# the sun £9.50 holiday vouchers, anyone doing it.?



## Young D (Oct 17, 2005)

We saved up the vouchers and duly sent them off costing £47.50.  for 5 of us,  super I thought. then I get a letter from the site we'd got saying I owed them a further £45 for electricity and linen.  Hmm thought thats almost double what the original offer was so was a bit peeved and then I asked them if we could bring the dog and they want a further £30.00 for him.  

so total cost is now £132.30.  Now while its still an ok deal I feel like I've been ripped off, If I'd known that at the start I wouldn't have bothered.  
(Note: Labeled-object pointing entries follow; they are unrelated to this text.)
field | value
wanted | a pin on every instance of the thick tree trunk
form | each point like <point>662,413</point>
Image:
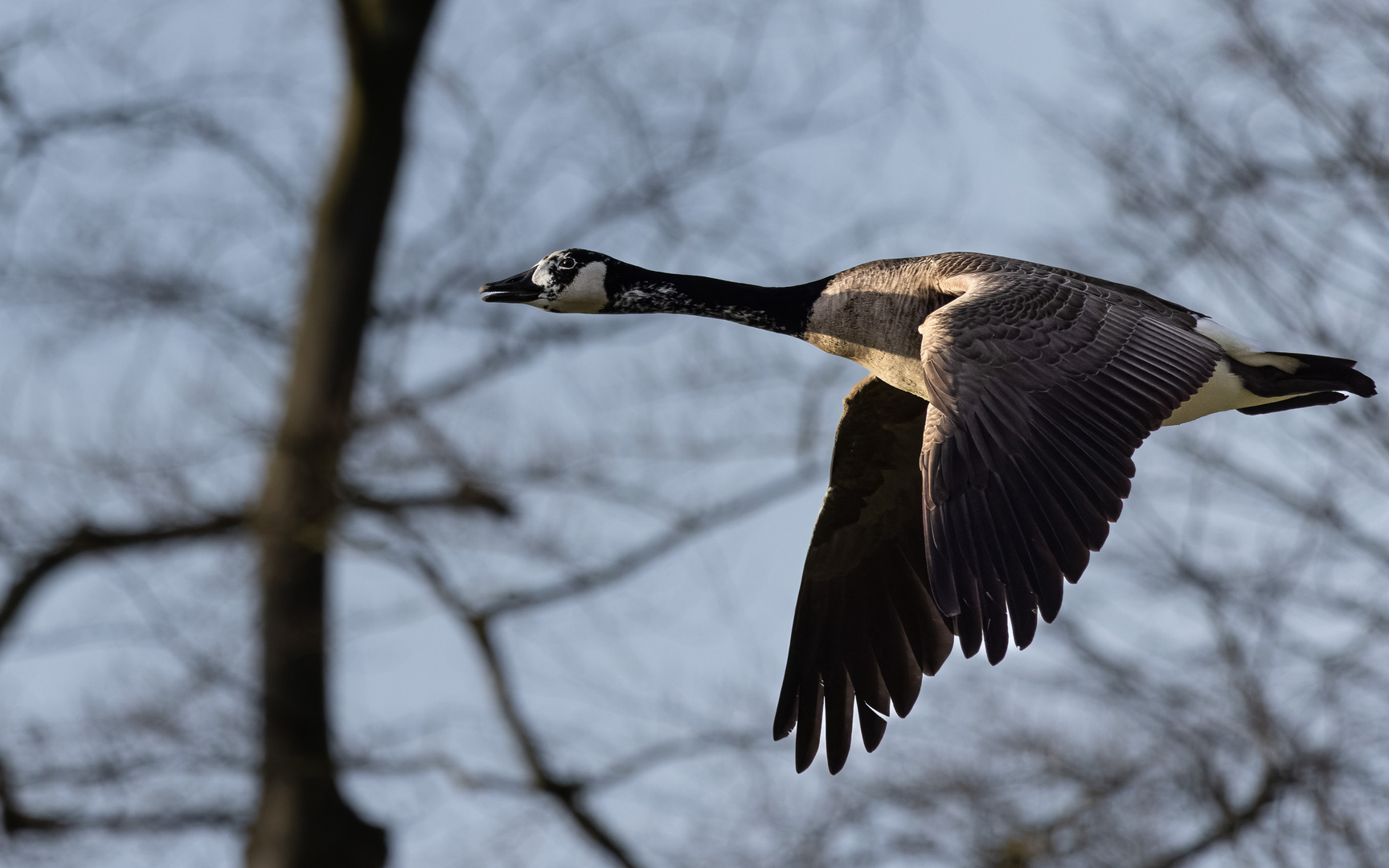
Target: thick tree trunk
<point>303,820</point>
I know the small print probably mentioned the extra service charge but to double is a bit much isnt it?  And the £30 for the dog seems a bit extreme, I've taken him to lots of parks and even hotels and never been charged this much.  

Any thoughts?  

just had to get it off my chest really.  

Donna x


----------



## fuzzier (Oct 31, 2005)

I've not done these but i'd be miffed too to get extra charges like that


----------



## Ceri. (Sep 6, 2004)

Hiya hun, yes we've been twice on these hols. The standard charge of £9.50 sounds great doesnt it?! But when we went just over a month ago it was in mid season so the base charge was £15.00 p/p. But as there was 3 of us taking up a 6-8 berth occupancy caravan we got supplemented to 4 (to round it up) then £5 pp for entertainment passes (again x 4!) then linen charges (even though i took my own!  ) etc etc so all in all it cost just over £130 for the 4 nights. I totally see your point, as i think its really deceiving, but having done it before i knew it wasnt going to be 3 x £9.50 BUT on the other hand the park where we stayed was excellent, clean, fabulous for kids, safe, amenaties galore, and to stay for just a week in the week we actually stayed, booked direct with them wouldve cost over £500  So yes a massive saving, and will definately go again, but i do think they should make it clearer to people *before * even collecting the tokens!


----------



## ~ Chux ~ (Apr 8, 2003)

Just in case you don't realise, the linen is an optional extra that they automatically add on, but both times we've done it we've phoned and removed it then taken our own.

Chux xx


----------



## ♡ C ♡ (Dec 7, 2005)

We going for the 1st time in 4 weeks time, we've paid an extra £50 on top of the inital but thats upgraded our caravan too. I know from another site that it was worth pricing up direct with Haven etc when they have offers on due to the additional charges etc which you don't always pay if you book direct, but for us it was cheaper to go with the Sun.
Will do it again next yr if we enjoy this one and it is cheaper than booking direct but I will price up our 1st choice before I book with the sun


----------